If you've worked in residential energy efficiency long enough, you've probably experienced this situation.

A home is modeled in one software platform and receives one result.

The same home is modeled in another platform and receives a different result.

The first people to notice are often the raters, energy consultants, and program implementers responsible for producing the analysis. Builders may experience the effects through changes in HERS or ERI scores, code compliance outcomes, utility incentives, or marketing claims.

Utilities and program sponsors encounter the challenge from a different perspective. They rely on energy models to estimate energy savings, evaluate program effectiveness, and inform long-term planning decisions. Those results can influence everything from incentive budgets to projections of future energy demand and system capacity requirements.

When different tools produce different answers, understanding the source of those differences becomes important.

Eventually, the same question emerges:

Which one is right?

The answer is often more nuanced than people expect.

Energy Models Are Representations of Reality

Energy modeling is a simulation of reality.

Like any simulation, it requires decisions about how physical systems should be represented. No software can perfectly capture every aspect of a real building, so developers must balance competing goals such as accuracy, consistency, usability, data availability, and computational complexity.

This challenge extends beyond the building itself. Real-world performance is influenced by countless factors including weather patterns, occupant behavior, surrounding structures, terrain, vegetation, and equipment operation. Not all of those factors can be measured, and not all of them can be modeled directly.

As a result, two software tools may represent the same home differently while still operating within the requirements of the same governing standard.

This does not automatically mean one model is wrong.

It often means the software has made different engineering decisions about how best to represent reality.

Standards Define the Framework

One of the most common misconceptions in residential energy modeling is that compliance with the same standard guarantees identical results.

Standards such as ANSI/RESNET/ICC 301 establish a common framework for modeling homes. They define required inputs, default assumptions, calculation procedures, and reporting requirements. This consistency is essential because it allows builders, raters, utilities, and program sponsors to compare homes using a common set of rules.

However, standards do not prescribe every aspect of how a building should be represented within a simulation engine.

At some point, software must translate those inputs into a physical model of how the home behaves throughout an entire year.

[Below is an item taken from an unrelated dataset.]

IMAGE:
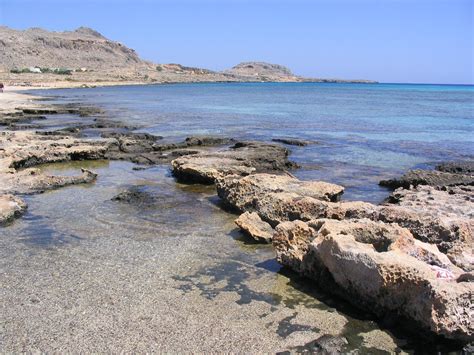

That process requires engineering decisions about heat transfer, equipment performance, airflow, and countless other interactions that occur within a building.

Consider a home's duct system.

A standard may specify duct leakage, insulation levels, and location. Those inputs establish the characteristics of the system. The simulation engine must then determine how those ducts interact with the surrounding environment, how heat is gained or lost as conditioned air moves through the distribution system, and how those effects change throughout the year as operating conditions vary.

Two software tools may begin with the same duct specifications and still arrive at slightly different estimates of annual energy use because they represent those physical interactions differently.

Neither result is necessarily wrong.

Rather, each model reflects a different approach to representing the complex physics of a real building.

The Goal Is Consistency and Transparency

The industry's objective should not be to force every software tool to produce identical results under all circumstances.

Instead, the goal should be consistent implementation of standards, transparent assumptions, accurate representation of buildings, and ongoing validation and testing.

Healthy differences often lead to productive discussions that improve both software and standards over time.

If different energy modeling tools can produce different results, then understanding how those results are generated becomes increasingly important.

At Pivotal, we believe transparency is an important part of that conversation.

That's one reason our modeling platform is built on the open-source OpenStudio and EnergyPlus ecosystem. The underlying simulation methods, assumptions, and algorithms can be reviewed, discussed, and improved by the broader industry.

Open-source software does not eliminate differences between models, nor does it guarantee that every stakeholder will agree on every implementation decision. What it does provide is visibility into how those decisions are made.

We believe that visibility ultimately leads to better software, better standards, and more productive conversations across the industry.

Final Thoughts

When two energy models produce different results, it's natural to ask why.

The answer is rarely as simple as one model being right and another being wrong.

Understanding where differences come from—and recognizing the distinction between standards, inputs, and simulation engines—is often far more valuable than simply comparing outputs.

Because in building science, as in engineering generally, different does not automatically mean wrong.